5. The account was opened with $6127.56, which the court found “unquestionably represented [the plaintiff's] funds that were saved from her paychecks for her ‘future’ from her work at Dunkin' Donuts and Wal-Mart during the preceding two years. [The defendant] testified on the [witness] stand that this money was hers and not [the plaintiff's]. One has to open a questioning eye to testimony that a person opens an account for another, not with $4000, $5000, $6000, but with exactly $6127.56!” (Emphasis in original.)
6. On March 11, 2005, the defendant filed a motion to vacate the judgment due to untimeliness, pursuant to General Statutes § 51-183b. The plaintiff filed an objection to the motion on April 4, 2005, which stated that the defendant had, by written correspondence, waived the 120 day time limit in which to issue a decision, as set forth in § 51-183b. On June 24, 2005, the court denied the defendant's motion to vacate the judgment.

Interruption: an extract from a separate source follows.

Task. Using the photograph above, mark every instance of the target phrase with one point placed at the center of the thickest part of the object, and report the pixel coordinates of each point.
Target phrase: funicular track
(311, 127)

7. The court documented a list of fifteen instances of funds that the defendant claims to have expended on the plaintiff's behalf that emphasized the defendant's “chicanery and lack of credibility:“(1) A check in the amount of $189.33 ostensibly for Thanksgiving foods. [The plaintiff] acknowledges she was invited to [the defendant's] for Thanksgiving in 2000 but was never told she was the financial hostess.“(2) A check in the amount of $97.53 in 1998 to her father for groceries he never bought her․“(6) A check in the amount of $41.92 in 2000 for ‘Pies, cookies for [the plaintiff].’ [The plaintiff] testified credibly that she never received any pies from [the defendant]․“(8) Certain checks made out to Fuller Brush for items that [the plaintiff] was alleged to have received. [The plaintiff] denies receiving these items. It should be noted that [the defendant] was the Fuller Brush representative and was unable to provide any documentation that [the plaintiff] received any of these objects at trial!In total, there were seven checks made out to Fuller Brush totaling $531.35 that [the plaintiff] disputes and [the defendant] cannot document or explain․“(11) A check for $88.55 in 1999 to Toys ‘R’ Us. [The plaintiff] testified that she, as a thirty-three year old woman, never received any such toys․“(15) There were eleven checks to Wal-Mart from 1998 through 2000 in the total amount of $1149.87. These items ․ include a gift certificate, videotapes, [sneakers] and shoes, [underwear], snacks and batteries. [The plaintiff] adamantly and credibly denies receiving any of these items. One check, for example, in the amount of $189.62 indicates it was ‘Penny gift to Henry.’ [The plaintiff] denies that she ever bought Henry a gift for him in that amount. Rather, [the plaintiff] says she bought Henry some pants from her tip money at Dunkin' Donuts. Henry was her then boyfriend and now husband.”
In this opinion the other judges concurred.